La Corse a encore le choix
Concernant la réforme territoriale, l’Etat a promis de ne pas passer en force. Les élus corses pourront proposer un statut quo, le droit commun ou une évolution spécifique.
La réforme territoriale est une des grandes réformes voulues par l’actuel président de la République. Ayant été adoptée par le Parlement en décembre 2010, elle devrait être effective en 2014. Ses ambitions structurelles sont multiples : simplifier l’organisation territoriale en la réorganisant autour de deux pôles (binôme départements / région, binôme communes / intercommunalité) ; compléter et optimiser la carte de l’intercommunalité ; créer des métropoles régionales (la Corse n’est pas concernée) ; faciliter la fusion de collectivités locales. La réforme a aussi pour objet de diminuer le nombre d’élus locaux : en 2014, 3845 conseillers territoriaux devraient remplacer les 6 000 conseillers généraux et régionaux et siéger à la fois au conseil général et au conseil régional. Ces aspects de la réforme sont bien connus, d’autres sont passés plus inaperçus mais ne sont pas moins importants. Ainsi, certaines évolutions pèseront lourdement sur la vie des habitants et des collectivités locales concernés. Au plan fiscal, de nouvelles charges qui incomberont aux collectivités locales impliqueront des prélèvements dont la majeure partie pèsera sur les ménages. Par ailleurs, avec la suppression de la clause de compétence générale des départements et régions, il ne sera plus possible pour ces collectivités d’intervenir dans des domaines se situant en dehors de leurs champs de compétence. Seules les communes conserveront ce droit et l’interdiction de cumuls de financement département / région s’appliquera sauf si, dans le cadre de la rédaction d’un schéma régional, ces collectivités en décident autrement en listant leurs interventions. Ce qui compliquera beaucoup le financement des projets des petites collectivités locales, d’autant que les banques leur prêteront moins du fait de contraintes propres à leur activité.

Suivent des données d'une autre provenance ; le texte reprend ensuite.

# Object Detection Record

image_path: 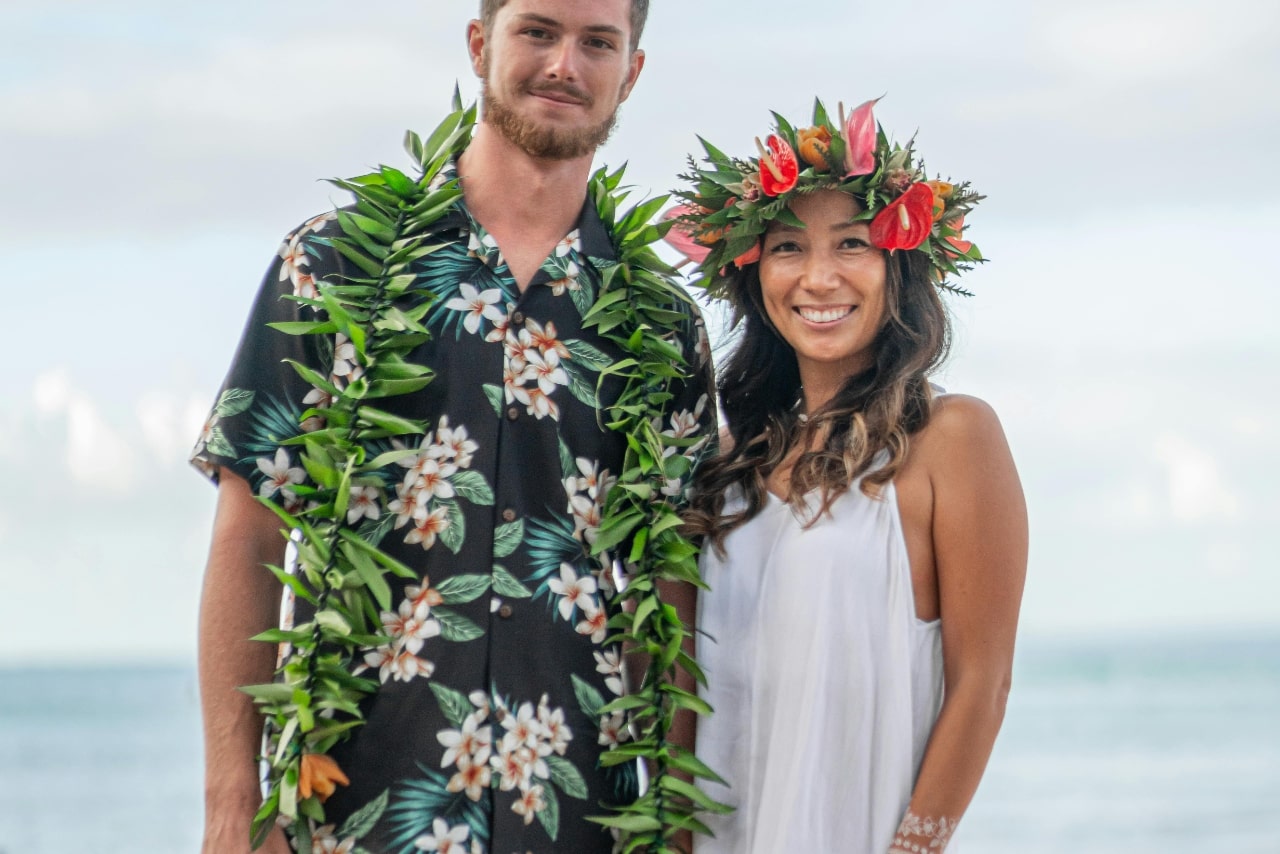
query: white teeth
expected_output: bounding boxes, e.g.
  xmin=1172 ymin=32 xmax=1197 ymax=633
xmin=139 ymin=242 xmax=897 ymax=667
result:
xmin=797 ymin=306 xmax=854 ymax=323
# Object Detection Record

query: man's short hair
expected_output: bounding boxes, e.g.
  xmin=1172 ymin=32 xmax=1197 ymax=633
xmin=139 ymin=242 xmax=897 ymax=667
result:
xmin=480 ymin=0 xmax=649 ymax=50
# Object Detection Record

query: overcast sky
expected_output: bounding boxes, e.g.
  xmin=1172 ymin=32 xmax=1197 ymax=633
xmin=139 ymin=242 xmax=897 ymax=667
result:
xmin=0 ymin=0 xmax=1280 ymax=665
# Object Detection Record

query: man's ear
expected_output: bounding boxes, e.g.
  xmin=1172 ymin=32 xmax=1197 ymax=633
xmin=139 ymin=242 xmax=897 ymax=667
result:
xmin=467 ymin=20 xmax=485 ymax=79
xmin=618 ymin=47 xmax=644 ymax=101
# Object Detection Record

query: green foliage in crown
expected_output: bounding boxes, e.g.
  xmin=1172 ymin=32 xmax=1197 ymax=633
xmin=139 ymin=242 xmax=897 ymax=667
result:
xmin=667 ymin=99 xmax=984 ymax=297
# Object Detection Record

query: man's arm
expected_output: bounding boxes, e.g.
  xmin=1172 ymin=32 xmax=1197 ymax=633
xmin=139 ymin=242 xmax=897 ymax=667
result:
xmin=200 ymin=467 xmax=289 ymax=854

Une nouvelle carte intercommunale ?
La Corse n’est pas assujettie d’office à la réforme des collectivités territoriales. Mais il lui faut toutefois se prononcer sur les projets de schémas départementaux de coopération intercommunale élaborés par l’Etat, et qui ont pour vocation de répondre à trois objectifs : la couverture du territoire insulaire par l’intercommunalité ; la rationalisation des périmètres des intercommunalités existantes ; la réduction du nombre de syndicats intercommunaux. Des regroupements de communes, des transferts de compétences et de moyens ainsi que des dissolutions ou des modifications de structures intercommunales sont donc inévitables. D’autant qu’à défaut de réponse des communes concernées, l’État sera en mesure d’imposer ses choix. Par ailleurs, pour espérer obtenir une modification de ces choix, les maires des communes concernées devront se prononcer à la majorité des deux tiers en respectant les critères suivants : couverture des territoires par des intercommunalités dont le périmètre soit pertinent, dont la population soit égale ou proche des 5 000 habitants, qui puissent assurer une certaine solidarité financière. Le 31 décembre de cette année, la messe devrait être dite. Seule une victoire de la Gauche aux élections présidentielles et législatives de 2012 ou une préconisation alternative de la Collectivité Territoriale, l’Etat s’étant engagé à ne pas passer en force, pourrait déterminer une révision des choses.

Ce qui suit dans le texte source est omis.